Remember when we talked about the SIT Character Proximity setting? That's where the "Surrounding context" column comes in.
Can of worms.
When I'm walking a customer through this exercise, this is usually where the "you've got to be kidding me" comments start as well as some typical, often rhetorical, questions:
Why is X user storing this data in Z location?
Who else is doing something similar and with what data?
How are we supposed to sort through all of this?
You could technically dig through each and every hit; but, if you're a 5000+ seat org, for example, you likely don't have the time or resources to do that. Besides, you hired us for a reason 😊
Two things:
- Build your DLP policies right the first time.
- Data Security is a marathon, not a sprint.
Before Secure by default with Microsoft Purview was published, we had this thing called Crawl, Walk, Run.
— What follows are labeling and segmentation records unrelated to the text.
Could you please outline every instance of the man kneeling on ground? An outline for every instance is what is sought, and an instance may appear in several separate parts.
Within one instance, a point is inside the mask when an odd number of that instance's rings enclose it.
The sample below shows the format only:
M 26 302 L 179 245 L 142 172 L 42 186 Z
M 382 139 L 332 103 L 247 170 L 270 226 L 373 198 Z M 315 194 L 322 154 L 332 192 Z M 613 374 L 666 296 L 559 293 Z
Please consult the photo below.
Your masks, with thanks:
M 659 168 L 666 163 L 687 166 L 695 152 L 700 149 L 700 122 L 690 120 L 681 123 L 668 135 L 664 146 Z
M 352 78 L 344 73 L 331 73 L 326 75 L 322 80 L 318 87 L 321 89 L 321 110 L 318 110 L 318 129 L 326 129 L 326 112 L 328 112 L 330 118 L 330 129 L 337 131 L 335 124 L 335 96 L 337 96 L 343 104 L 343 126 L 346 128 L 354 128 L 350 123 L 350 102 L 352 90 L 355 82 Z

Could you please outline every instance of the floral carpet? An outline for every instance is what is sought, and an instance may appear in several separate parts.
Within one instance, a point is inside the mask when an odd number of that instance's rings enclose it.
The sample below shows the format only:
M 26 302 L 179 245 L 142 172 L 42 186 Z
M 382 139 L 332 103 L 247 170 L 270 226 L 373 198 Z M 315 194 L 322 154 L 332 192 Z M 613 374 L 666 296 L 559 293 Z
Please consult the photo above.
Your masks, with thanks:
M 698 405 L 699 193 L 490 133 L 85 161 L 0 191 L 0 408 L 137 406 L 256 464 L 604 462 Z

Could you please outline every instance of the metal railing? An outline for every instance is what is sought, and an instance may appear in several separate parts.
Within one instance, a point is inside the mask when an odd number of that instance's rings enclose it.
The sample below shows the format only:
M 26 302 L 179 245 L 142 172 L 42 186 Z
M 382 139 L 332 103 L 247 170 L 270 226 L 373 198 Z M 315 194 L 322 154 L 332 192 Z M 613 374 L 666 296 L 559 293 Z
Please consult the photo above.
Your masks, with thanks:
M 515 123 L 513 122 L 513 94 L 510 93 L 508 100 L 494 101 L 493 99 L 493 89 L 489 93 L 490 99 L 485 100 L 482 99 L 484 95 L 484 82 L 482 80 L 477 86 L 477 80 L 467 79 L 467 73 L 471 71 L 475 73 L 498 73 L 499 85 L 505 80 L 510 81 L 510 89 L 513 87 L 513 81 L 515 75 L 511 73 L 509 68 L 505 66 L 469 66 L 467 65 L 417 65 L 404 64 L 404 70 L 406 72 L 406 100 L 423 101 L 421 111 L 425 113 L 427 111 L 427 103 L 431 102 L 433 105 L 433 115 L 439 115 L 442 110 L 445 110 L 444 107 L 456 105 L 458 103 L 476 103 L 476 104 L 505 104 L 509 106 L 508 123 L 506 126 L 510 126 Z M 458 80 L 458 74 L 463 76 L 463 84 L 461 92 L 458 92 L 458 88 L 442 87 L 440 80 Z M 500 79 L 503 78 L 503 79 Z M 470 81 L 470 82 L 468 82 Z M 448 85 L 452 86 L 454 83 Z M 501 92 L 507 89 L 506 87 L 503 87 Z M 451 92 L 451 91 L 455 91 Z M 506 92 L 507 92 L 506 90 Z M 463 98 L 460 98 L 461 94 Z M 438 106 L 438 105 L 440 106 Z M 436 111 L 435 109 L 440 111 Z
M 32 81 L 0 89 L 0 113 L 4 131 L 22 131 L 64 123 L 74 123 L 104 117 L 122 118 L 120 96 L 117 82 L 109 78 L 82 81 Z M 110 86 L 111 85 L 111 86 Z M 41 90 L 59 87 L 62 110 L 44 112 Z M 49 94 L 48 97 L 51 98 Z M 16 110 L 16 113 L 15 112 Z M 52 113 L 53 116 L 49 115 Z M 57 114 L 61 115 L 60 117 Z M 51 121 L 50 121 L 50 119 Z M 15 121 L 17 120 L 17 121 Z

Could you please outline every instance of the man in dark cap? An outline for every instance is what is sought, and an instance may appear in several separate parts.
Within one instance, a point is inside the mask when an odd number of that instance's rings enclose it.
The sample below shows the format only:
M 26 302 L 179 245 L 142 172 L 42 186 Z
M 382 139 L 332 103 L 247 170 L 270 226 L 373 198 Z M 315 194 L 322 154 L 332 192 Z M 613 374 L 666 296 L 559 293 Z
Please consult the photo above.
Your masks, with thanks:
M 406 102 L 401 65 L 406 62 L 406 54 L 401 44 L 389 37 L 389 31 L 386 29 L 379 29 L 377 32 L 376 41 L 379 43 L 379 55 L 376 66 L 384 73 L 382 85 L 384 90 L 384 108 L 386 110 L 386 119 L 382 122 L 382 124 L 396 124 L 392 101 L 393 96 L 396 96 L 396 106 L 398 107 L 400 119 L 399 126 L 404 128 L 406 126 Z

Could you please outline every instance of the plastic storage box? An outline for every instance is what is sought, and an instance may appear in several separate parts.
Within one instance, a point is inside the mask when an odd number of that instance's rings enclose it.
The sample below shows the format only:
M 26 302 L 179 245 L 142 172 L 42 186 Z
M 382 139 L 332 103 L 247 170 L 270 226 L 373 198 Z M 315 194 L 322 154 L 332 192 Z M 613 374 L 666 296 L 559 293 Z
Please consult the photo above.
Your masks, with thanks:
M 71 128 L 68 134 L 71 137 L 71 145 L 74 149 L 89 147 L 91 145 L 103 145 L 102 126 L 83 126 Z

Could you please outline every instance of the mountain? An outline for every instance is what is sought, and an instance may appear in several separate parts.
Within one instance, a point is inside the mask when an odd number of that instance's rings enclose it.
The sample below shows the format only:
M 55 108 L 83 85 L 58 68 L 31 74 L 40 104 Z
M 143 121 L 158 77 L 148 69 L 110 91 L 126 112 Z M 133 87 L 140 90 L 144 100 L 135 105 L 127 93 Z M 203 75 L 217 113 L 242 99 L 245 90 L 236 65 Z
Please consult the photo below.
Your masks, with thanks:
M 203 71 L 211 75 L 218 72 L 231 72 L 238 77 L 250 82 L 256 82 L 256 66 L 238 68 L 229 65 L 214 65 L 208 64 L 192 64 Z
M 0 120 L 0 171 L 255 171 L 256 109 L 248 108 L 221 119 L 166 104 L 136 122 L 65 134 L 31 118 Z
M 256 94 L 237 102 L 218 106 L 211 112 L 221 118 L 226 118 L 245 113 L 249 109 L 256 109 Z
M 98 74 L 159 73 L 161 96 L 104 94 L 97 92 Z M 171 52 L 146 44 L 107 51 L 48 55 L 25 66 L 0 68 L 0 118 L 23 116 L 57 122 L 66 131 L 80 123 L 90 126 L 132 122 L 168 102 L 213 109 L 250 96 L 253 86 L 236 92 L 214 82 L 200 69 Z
My version of it was a little different than what's published by the Customer Experience Engineering team, but it was tailor-made for real-world implementations:
Crawl
- Create your industry-specific DLP policies in a way that casts the widest net, but leave them in report-only mode.
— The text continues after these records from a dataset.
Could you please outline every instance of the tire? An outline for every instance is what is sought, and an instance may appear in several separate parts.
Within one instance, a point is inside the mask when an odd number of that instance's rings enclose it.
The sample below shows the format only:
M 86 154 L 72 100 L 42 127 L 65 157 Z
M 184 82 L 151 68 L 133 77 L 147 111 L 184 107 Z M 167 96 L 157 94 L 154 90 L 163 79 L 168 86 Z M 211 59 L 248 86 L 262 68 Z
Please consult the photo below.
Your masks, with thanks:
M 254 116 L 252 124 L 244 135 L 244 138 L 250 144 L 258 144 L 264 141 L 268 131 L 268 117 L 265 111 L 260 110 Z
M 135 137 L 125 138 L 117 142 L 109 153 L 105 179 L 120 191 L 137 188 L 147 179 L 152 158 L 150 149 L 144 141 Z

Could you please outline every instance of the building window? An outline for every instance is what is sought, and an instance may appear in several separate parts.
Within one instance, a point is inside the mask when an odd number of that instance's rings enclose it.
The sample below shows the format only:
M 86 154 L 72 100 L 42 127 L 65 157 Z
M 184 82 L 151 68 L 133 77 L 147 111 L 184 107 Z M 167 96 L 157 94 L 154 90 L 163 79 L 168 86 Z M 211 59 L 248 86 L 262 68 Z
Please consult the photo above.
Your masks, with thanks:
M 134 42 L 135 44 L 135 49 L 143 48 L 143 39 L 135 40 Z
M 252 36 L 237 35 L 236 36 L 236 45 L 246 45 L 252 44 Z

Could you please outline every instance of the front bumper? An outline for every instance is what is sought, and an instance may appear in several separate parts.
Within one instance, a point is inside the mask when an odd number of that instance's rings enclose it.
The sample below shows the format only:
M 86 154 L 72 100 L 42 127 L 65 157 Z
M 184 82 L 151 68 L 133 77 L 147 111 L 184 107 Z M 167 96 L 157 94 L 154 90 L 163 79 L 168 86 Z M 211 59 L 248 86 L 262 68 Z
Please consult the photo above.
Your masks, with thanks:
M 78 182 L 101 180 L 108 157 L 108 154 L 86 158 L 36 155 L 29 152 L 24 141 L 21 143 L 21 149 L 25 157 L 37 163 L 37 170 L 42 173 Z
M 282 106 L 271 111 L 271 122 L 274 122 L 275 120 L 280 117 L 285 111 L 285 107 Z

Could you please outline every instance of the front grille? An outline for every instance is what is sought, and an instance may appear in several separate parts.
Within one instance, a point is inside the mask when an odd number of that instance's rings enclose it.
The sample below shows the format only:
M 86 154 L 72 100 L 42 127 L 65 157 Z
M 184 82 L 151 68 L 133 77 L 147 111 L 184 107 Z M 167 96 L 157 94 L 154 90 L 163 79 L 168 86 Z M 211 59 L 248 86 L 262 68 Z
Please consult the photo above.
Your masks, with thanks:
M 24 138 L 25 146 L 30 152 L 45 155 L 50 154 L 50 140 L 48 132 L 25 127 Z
- Let them sit like this for a few weeks, but review the Activity Explorer data consistently.
- Make note of any false-positives or high-priority data leaks you find.
Walk
- Enable Policy Tips in your DLP rules.
- This starts training your users without actually blocking their workflow. You will get helpdesk calls and emails, but that's okay because you know in your mind that nobody's productivity is being slowed.
- Using the data gathered in the Crawl phase, begin tuning your policies:
- Maybe you'll create a custom SIT for something like SSN and add your org-specific exceptions.
- Maybe you add user or group-based exceptions in the policies themselves.
- Or, maybe your false-positive count is low enough that you just add exceptions into the Rule conditions themselves.
Run
- This is where you decide:
- Are we going to delete or Quarantine High Confidence content containing sensitive information?
- Are we going to forward High Confidence content to the user's manager for approval/denial?
- Is the nature of our business such that sending sensitive information is part of standard operations? If so:
- Are we going to force Purview Message Encryption?
- Do we modify our DLP policies or rules in a way that only certain business units can share this data unhindered?
The hard truth.
Your Data Security project won't be fast.
A good chunk of my time as a Data Security Architect is spent planting seeds that turn into sprouts that the customer then cultivates after the SOW has been executed. My goal with these projects is always to create the scaffolding needed for a successful implementation, and empower you to take it and "Run" with it after I depart.